COVID-19 vaccine providers in Ohio can resume use of the Johnson & Johnson vaccine, following the recommendation from U.S. health officials, Gov. Mike DeWine said in a news release late April 23.
The government had paused the use on the J&J vaccine for 11 days after 15 vaccine recipients developed a highly unusual kind of blood clot out of nearly 8 million people given the J&J shot.
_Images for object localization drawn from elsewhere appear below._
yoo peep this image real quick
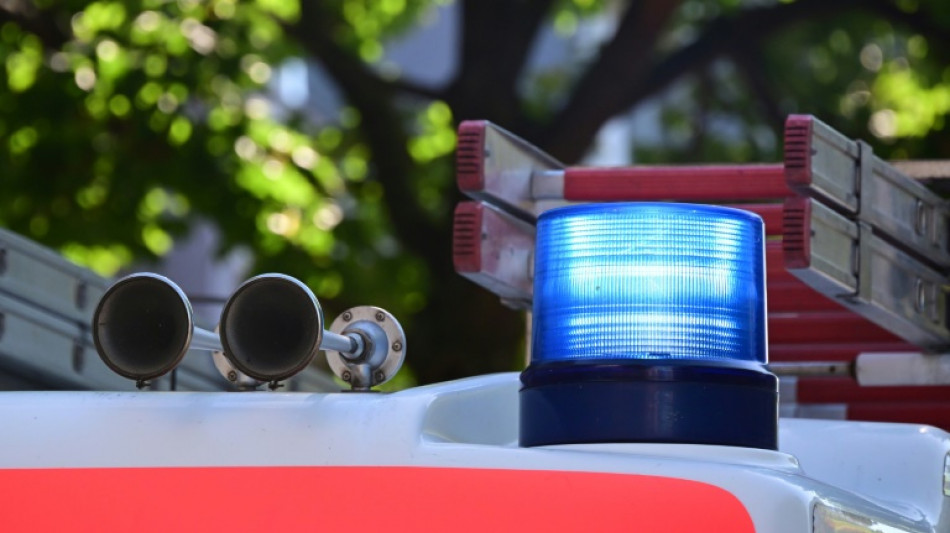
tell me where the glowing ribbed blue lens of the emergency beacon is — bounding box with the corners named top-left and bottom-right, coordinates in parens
top-left (532, 203), bottom-right (767, 363)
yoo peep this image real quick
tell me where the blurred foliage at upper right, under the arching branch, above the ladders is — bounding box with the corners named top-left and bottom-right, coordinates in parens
top-left (633, 0), bottom-right (950, 162)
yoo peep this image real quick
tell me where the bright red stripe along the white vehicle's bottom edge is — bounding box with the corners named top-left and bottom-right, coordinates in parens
top-left (0, 467), bottom-right (755, 533)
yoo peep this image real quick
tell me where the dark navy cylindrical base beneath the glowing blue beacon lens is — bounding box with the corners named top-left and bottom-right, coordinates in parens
top-left (519, 360), bottom-right (778, 450)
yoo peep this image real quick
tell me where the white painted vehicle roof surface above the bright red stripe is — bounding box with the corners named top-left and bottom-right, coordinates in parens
top-left (0, 374), bottom-right (950, 533)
All were women, most under age 50. Three died, and seven remain hospitalized.
But ultimately, federal health officials decided that J&J's one-and-done vaccine is critical to fight the pandemic — and that the small clot risk could be handled with warnings to help younger women decide if they should use that shot or an alternative.
“Our country’s vaccine safety system has worked as designed – these extremely rare, serious blood-clotting events were reported into the CDC’s Vaccine Adverse Event Reporting System (VAERS), and the vaccine distribution was paused to allow a thorough review of the facts and time to educate healthcare providers on the rare events," DeWine said in the release. "Now, a comprehensive analysis by the independent medical professionals on the ACIP has resulted in the recommendation that the benefits of Johnson & Johnson vaccine outweigh the risks, and that vaccine administration resume. The CDC and FDA have accepted those recommendations, lifting the pause on the Johnson & Johnson COVID-19 vaccine. Providers in Ohio are permitted to immediately resume administering Johnson & Johnson vaccines in Ohio, provided they continue to follow all guidance by the CDC and FDA.”
The Ohio Department of Health is issuing guidance to providers to ensure they have access to the latest information on the use of J&J vaccines, and that healthcare providers are aware of treatment methods for these extremely rare but potentially life-threatening cases of thrombosis with thrombocytopenia syndrome, according to the release.
According to the FDA, people who have received the J&J COVID-19 vaccine and develop shortness of breath, chest pain, leg swelling, persistent abdominal pain, neurological symptoms (including severe or persistent headaches or blurred vision), or petechiae beyond the site of vaccination should seek immediate medical care, according to the release.
Additional information on mass vaccination clinics, mobile vaccine strategies and specific sites resuming J&J are not yet available, according to the release.
The Associated Press contributed to this report.